Vado all’Appennino perché è madre che vive oltre le disgrazie e gli abbandoni, perché non c’è un vallo, una costa, un passo o una roccia o sito selvatico che non siano abitati, transitati, segnati, lavorati, benedetti e maledetti e ancora una volta benedetti, lasciati e ripresi; e sempre e comunque viaggiati, che l’Appennino è una via, l’arteria direttrice di ininterrotto scambio di cose e persone, anime e destini. Destini; a ogni disgrazia, catastrofe e temperie di sciagura il destino dell’Appennino è dato segnato per sempre, e sempre è contraddetto.
L’impero di Roma lo volle svuotato dei suoi popoli, e c’è chi è rimasto, la fame, la fame irrimediabile, ha deportato i discendenti alle Americhe, e c’è chi è tornato, i terremoti, la madre sempre scossa da tragiche doglie, hanno dirotto i paesi, e ogni volta c’è stato chi ha riedificato.
Contro ogni apparente ragione e logica, chi parte torna, chi perde riporta, ciò che muore rinasce, dovesse anche aspettare tre generazioni, e questo accade per amore e rispetto e dignità.
Quanto si inventa l’Appennino per continuare a pensarsi vivo, a quanto lavoro senza ragionevole mercede si applica per la pura e semplice passione di resistere al destino che lo proclama in eterno morente.

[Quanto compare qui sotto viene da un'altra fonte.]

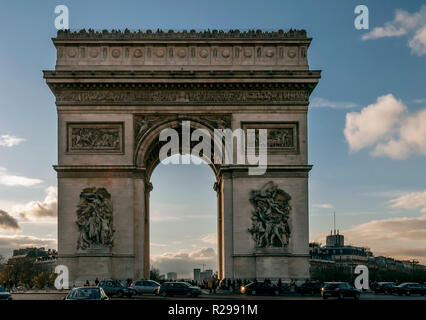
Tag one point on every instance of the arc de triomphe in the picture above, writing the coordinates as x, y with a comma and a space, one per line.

Quanto pane ancora si sforna, quante pietre angolari vengono ancora insediate, quanto primitivo formentone seminato, e castagni innestati, e antiche strade custodite.
Quanta dispendiosa cura viene data per ciò che sembrerebbe insignificante solo a cambiar l’angolo da cui lo si guarda.
No, l’Appennino non è madre di abbondanza e non di clemenza, ma i suoi figli non saprebbero averne un’altra. E tutto ciò non si vede se non da lì, se non da noi. Per il resto e gli altri, per l’opaco sguardo di un tivù, è solo montagne spaccate, maledetta incuria e fastidioso peso.